Polyethylene glycol (PEG) is a polymer that, depending on the molecular size, is suitable for various medical, pharmaceutical, technical and cosmetic applications. The compound is an important raw material for the chemical industry. Formally, it represents the result of the polymerization of monoethylene glycol. In practice, polyethylene glycol is mainly produced from ethylene oxide and water by means of anionic polymerization. However, by using ethylene glycol as the starting material, a more uniform chain length of the reaction products can be achieved.
The polymerization of ethylene glycol and ethylene oxide creates molecules of different sizes, which have different properties. Therefore, polyethylene glycol is used in numerous industries and fields of application. The compound is used in chemistry, biology, medicine, pharmacy and the cosmetics industry, among others.
At PENPET you can easily and reliably order the required amount of polyethylene glycol. The different types of polyethylene glycol are named according to their molecular weight. The types PEG 300, PEG 400, PEG 600, PEG 4000, PEG 6000 and PEG 8000 are available. We look forward to receiving your inquiry for an individual offer. Depending on the type, it is delivered as a liquid or solid in the usual packaging types and sizes.
CAS no. 25322-68-3
EINECS no. 500-038-2
Molecular formula: C2nH4n+2On+1
Synonyms: Polyethylene Glycol, Polyoxyethylene, Macrogol, PEG
Areas of application: Numerous applications in biology, pharmacy, medicine, chemistry and various branches of industry (depending on the type of polyethylene glycol)
Polyethylene Glycol (PEG) is the polymer of ethylene glycol as well as ethylene oxide. The term includes molecules of different chain lengths. These consist of repeating ethylene glycol units whose hydroxy groups have been dissolved to form linking ether groups. The molecular mass of an ethylene glycol segment is approx. 44 g/mol. Correspondingly, the length of the chaining of the respective polymerization products can be deduced from the molecular weight of the polyethylene glycol used. Types such as PEG 200 or PEG 400 therefore contain significantly shorter and smaller molecules than PEG 6000 or PEG 8000.

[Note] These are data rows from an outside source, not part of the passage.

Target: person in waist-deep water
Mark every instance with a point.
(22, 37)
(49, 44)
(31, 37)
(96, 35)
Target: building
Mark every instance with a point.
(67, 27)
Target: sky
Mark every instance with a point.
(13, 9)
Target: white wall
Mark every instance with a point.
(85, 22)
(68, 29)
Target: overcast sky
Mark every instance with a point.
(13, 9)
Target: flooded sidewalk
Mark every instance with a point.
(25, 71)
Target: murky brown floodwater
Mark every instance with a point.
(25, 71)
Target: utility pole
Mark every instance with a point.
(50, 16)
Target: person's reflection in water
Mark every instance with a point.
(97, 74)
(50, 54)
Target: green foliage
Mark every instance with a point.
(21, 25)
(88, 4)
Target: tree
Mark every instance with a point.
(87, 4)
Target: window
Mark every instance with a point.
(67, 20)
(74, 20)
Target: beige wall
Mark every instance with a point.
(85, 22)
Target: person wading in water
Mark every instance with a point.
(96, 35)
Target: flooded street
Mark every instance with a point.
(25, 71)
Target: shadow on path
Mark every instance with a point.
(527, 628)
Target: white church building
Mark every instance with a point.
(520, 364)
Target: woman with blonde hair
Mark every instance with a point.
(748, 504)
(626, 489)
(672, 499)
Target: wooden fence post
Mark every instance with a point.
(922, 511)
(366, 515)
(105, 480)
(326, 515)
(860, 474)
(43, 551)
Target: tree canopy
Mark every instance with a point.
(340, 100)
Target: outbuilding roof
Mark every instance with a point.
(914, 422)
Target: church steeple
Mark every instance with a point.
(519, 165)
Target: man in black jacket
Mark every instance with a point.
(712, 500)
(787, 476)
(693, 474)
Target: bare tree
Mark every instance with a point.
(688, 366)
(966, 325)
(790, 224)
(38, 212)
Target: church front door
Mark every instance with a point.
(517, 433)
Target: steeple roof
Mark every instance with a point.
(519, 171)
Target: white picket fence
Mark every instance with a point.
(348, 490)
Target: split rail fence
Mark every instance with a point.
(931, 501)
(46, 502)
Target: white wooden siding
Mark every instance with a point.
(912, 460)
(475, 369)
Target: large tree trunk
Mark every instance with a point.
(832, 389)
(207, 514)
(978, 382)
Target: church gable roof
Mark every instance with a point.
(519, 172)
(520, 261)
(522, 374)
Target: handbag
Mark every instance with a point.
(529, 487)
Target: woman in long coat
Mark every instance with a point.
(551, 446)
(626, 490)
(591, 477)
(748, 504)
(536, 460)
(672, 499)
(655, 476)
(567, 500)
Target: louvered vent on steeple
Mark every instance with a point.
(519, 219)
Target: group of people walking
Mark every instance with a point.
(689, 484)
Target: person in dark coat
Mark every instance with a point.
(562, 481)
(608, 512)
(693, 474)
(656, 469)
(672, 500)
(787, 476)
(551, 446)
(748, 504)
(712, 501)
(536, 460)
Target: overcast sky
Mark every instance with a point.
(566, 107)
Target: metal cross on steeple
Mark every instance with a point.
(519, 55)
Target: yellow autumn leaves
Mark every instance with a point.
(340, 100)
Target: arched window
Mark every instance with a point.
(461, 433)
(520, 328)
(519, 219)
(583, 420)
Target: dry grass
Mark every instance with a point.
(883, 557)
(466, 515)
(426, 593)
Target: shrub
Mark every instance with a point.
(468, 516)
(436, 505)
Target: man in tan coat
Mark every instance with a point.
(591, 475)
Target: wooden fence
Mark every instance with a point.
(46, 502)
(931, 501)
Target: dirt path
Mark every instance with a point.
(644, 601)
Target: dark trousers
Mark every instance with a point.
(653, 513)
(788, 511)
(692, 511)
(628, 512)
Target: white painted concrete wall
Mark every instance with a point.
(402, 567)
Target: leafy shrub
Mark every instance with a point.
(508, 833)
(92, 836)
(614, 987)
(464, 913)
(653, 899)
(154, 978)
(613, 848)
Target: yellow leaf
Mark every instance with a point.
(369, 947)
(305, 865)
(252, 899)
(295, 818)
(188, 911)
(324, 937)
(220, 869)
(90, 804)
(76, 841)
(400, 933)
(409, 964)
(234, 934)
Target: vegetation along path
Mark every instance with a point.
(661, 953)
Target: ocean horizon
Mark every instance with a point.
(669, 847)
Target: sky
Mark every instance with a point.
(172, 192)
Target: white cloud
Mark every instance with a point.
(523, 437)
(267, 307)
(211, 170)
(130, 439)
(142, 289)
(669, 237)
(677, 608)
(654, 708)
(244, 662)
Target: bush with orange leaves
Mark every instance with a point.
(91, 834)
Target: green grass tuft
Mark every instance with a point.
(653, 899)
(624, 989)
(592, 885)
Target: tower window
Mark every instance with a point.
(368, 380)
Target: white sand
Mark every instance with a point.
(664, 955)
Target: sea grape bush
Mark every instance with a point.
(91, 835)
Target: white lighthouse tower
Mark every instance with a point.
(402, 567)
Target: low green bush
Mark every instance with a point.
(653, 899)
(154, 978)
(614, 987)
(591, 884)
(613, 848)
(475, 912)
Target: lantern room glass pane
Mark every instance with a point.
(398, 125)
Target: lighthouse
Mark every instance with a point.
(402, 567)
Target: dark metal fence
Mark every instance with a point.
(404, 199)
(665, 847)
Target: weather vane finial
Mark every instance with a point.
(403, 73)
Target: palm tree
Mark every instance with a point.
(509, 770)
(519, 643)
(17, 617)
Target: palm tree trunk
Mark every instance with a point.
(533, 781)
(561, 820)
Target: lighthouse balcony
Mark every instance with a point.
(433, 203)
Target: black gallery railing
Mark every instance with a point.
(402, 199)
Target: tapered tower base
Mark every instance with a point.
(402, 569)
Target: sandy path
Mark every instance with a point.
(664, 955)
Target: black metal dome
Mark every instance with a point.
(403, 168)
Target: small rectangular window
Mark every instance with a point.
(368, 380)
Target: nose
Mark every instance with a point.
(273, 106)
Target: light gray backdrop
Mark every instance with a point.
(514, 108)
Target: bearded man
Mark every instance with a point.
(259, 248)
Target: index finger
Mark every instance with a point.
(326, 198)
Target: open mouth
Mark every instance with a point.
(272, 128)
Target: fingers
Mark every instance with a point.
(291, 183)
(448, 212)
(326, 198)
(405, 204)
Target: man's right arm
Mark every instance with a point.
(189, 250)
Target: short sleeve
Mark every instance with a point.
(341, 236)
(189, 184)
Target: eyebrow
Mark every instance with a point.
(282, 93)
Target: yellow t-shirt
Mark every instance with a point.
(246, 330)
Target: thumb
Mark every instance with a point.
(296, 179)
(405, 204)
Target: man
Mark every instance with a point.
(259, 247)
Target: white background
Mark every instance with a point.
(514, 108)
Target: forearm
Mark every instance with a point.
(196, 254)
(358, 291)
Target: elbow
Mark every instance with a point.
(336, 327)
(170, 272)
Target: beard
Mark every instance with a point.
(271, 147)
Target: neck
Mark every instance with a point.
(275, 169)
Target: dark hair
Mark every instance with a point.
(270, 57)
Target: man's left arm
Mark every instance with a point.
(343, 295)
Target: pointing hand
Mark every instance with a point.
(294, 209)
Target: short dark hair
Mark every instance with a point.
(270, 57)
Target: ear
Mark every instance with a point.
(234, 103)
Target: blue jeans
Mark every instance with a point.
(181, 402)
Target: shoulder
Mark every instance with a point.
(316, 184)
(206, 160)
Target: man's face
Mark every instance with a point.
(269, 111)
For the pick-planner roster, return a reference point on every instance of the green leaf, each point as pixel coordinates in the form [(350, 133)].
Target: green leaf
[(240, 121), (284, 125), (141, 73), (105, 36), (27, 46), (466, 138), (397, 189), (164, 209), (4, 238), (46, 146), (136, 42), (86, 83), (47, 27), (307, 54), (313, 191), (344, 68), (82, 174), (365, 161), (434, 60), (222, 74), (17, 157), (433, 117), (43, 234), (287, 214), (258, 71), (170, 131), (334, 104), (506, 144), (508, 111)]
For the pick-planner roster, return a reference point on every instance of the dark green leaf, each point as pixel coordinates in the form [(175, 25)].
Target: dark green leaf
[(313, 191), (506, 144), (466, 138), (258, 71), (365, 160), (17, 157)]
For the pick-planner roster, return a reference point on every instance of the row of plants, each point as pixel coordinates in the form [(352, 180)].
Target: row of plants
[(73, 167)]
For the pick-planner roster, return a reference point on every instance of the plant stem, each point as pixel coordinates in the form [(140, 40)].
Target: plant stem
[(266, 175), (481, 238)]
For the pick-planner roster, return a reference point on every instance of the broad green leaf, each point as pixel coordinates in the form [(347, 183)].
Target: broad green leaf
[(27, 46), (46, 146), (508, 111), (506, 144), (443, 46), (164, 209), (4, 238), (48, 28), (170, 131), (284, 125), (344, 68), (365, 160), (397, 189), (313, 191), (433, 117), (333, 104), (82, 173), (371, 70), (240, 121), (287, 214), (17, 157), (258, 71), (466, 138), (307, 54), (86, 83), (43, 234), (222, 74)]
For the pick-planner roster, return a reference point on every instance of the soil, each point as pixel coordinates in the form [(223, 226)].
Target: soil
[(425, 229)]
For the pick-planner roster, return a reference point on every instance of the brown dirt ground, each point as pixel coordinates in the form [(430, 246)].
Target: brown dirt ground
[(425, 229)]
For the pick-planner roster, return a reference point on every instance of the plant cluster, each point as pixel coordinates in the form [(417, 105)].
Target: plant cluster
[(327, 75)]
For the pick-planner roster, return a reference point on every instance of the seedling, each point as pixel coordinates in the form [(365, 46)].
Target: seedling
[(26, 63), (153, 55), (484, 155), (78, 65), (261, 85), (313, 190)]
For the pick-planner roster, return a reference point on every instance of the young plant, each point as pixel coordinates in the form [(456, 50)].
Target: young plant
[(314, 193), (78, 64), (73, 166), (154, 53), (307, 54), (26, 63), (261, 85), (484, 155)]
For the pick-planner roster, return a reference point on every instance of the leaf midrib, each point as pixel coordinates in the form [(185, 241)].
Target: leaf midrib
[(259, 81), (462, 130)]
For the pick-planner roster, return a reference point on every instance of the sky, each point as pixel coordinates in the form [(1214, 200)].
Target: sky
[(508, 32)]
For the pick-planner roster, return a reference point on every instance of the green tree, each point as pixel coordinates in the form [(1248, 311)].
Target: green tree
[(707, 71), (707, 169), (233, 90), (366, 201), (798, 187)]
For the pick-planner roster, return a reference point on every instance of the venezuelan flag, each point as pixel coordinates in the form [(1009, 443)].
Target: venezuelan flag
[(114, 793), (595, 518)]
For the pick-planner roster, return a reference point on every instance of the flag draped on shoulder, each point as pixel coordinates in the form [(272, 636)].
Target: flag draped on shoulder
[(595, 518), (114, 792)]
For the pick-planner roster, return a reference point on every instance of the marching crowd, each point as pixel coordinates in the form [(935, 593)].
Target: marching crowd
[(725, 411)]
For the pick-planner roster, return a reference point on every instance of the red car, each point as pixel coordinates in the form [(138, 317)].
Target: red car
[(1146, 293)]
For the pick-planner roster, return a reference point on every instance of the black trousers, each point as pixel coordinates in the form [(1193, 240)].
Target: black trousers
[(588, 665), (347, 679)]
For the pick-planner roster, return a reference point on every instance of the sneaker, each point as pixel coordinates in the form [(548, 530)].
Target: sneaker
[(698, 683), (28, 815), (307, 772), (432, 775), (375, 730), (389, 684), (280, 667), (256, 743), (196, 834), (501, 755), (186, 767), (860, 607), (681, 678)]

At the ends of its linear structure, polyethylene glycol has two unreacted hydroxy groups. Their influence on the reactivity of the substance decreases with increasing molecular size and can be neglected in the case of long-chain polyethylene glycols, which is why they are also referred to as polyethylene oxide.
Polyethylene glycol (PEG) have different properties depending on their molecular weight. PEG 200 and PEG 400 are non-volatile and colorless liquids, while PEG 600 has a paste-like consistency. Polyethylene glycol with a molecular mass of more than 3000 g/mol is present as a solid in the form of flakes or powder. Accordingly, the melting point and the hardness of the compound continue to increase with increasing molecular weight. Polyethylene glycols of different states of aggregation can be mixed to form ointments and pastes.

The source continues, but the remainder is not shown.